How to add User-tasks and Communication Ports

This section focuses on the internals of a component hull namely User-tasks and Communication-Ports.

User-tasks give a user the possibility to implement concurrent task execution which is portable to different platforms as long as a user does not add OS specific code. To implement User-tasks the classes SmartTask or ManagedTask can be used. SmartTask is a simple implementation of an active object using ACE_Task as a basis. ManagedTask is similar to SmartTask with the difference of added centralized thread management. Thus the thread creation and abortion is handled inside of SMARTSOFT/ACE Kernel. This offers a user the option to be informed about thread abortion inside of a ManagedTask (try out the eleventh example for more information on MangedTasks).

Communication among Components is done using Communication Ports which implement Communication Patterns. The server-side ports add a service to a component hull which can be used by client-side ports. There are seven different Communication Patterns. The table below summarizes the documentation of patterns and corresponding ports.
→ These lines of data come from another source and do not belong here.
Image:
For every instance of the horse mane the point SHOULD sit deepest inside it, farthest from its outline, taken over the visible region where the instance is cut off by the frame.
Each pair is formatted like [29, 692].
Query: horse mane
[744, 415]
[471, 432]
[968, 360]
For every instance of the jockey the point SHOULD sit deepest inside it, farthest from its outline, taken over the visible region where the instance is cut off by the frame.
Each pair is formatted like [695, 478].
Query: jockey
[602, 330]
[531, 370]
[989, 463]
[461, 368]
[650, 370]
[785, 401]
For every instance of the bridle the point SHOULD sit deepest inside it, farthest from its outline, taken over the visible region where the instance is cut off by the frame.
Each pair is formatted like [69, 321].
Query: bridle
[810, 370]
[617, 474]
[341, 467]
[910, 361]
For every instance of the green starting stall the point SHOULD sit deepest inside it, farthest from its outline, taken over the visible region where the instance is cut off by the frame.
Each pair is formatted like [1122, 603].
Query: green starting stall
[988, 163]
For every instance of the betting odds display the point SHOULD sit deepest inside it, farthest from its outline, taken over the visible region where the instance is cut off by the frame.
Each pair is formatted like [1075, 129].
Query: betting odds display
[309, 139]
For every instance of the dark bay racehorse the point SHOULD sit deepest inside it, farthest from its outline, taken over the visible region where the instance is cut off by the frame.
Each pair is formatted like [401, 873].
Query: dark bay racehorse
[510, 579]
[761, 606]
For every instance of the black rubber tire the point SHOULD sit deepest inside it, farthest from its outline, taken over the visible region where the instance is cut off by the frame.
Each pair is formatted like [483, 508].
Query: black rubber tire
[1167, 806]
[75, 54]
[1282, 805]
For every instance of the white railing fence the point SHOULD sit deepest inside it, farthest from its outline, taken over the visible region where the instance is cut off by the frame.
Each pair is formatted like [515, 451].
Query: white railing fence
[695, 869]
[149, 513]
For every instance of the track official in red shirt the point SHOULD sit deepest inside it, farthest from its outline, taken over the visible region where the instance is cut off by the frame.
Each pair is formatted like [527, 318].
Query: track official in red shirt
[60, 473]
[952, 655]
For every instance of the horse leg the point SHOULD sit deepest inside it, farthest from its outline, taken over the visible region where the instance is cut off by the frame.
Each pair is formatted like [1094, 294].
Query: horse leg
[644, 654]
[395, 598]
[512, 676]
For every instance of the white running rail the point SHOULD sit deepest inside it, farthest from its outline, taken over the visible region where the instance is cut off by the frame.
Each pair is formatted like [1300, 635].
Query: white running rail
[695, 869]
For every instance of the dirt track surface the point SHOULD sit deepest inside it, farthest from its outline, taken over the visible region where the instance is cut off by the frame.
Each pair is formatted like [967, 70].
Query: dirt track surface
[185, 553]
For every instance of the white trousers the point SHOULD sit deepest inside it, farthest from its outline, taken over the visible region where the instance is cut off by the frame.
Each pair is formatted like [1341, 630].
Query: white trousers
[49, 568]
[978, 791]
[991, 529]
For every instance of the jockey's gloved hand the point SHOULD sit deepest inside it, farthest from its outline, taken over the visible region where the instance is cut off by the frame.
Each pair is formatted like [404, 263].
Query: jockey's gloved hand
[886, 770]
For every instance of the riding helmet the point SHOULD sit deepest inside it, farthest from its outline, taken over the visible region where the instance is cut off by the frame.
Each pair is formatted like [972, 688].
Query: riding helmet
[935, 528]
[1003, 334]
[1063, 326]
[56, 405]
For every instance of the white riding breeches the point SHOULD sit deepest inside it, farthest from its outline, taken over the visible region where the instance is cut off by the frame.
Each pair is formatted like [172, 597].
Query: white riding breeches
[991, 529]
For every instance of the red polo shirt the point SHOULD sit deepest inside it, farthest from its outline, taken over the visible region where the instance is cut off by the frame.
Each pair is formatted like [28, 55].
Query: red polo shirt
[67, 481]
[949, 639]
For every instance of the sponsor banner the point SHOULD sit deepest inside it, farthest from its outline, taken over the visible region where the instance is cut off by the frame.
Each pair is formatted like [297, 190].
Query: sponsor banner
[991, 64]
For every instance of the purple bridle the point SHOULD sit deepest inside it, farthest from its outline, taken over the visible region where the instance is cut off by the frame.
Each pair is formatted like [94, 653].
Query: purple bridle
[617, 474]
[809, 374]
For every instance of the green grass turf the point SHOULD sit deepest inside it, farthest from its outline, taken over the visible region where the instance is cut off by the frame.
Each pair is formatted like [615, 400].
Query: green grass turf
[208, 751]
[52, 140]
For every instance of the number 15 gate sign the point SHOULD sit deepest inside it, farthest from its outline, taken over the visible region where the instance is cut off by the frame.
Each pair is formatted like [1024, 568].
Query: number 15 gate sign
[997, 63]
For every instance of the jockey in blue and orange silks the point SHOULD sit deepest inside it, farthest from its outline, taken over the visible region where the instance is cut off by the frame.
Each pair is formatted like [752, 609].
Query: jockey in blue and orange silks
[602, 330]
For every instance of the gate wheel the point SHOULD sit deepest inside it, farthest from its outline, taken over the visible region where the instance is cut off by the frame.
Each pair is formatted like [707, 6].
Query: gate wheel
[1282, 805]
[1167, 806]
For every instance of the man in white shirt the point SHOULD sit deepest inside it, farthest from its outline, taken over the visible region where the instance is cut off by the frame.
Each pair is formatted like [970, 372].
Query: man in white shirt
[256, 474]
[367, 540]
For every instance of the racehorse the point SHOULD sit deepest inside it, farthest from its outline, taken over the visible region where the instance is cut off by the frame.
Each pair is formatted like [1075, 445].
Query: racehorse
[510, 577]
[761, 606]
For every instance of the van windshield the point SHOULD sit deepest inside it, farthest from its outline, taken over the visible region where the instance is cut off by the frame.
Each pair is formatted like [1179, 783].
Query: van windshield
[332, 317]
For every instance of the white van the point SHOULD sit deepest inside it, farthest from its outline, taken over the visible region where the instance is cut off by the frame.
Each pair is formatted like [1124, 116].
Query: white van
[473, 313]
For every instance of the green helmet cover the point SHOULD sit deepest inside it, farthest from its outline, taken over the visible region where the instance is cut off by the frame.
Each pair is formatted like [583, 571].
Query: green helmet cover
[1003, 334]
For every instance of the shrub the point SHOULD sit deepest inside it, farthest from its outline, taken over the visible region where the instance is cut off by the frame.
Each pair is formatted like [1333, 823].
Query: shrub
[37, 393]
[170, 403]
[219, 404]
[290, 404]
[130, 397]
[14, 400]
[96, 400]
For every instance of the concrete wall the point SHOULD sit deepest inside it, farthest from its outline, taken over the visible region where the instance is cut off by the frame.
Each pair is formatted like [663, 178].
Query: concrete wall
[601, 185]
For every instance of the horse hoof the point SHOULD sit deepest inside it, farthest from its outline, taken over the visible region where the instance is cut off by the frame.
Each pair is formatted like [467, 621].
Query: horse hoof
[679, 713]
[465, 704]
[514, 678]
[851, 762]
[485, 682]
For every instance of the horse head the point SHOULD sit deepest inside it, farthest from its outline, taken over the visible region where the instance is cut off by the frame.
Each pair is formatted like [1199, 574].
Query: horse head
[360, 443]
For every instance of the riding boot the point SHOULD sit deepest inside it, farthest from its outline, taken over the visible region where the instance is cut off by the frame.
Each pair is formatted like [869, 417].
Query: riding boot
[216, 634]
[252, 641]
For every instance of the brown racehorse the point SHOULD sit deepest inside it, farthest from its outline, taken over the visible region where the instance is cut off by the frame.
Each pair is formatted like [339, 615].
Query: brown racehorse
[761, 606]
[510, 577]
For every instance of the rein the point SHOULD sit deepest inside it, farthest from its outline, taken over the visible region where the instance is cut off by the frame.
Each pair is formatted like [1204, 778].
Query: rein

Communication Pattern Implementation
Table: Overview of Communication Patterns and their implementation
Send Pattern SendClient and SendServer
Query Pattern QueryClient and QueryServer
PushNewest Pattern PushNewestClient and PushNewestServer
PushTimed Pattern PushTimedClient and PushTimedServer
Event Pattern EventClient and EventServer
Wiring Pattern WiringMaster and WiringSlave
State Pattern StateClient and StateServer

There are several example components that demonstrate the usage of each communication pattern. Additionally a practical component example demonstrates the steps described above on a real world example component. For that a component for a laser range finder is developed step-by-step describing the design decisions made at vital points.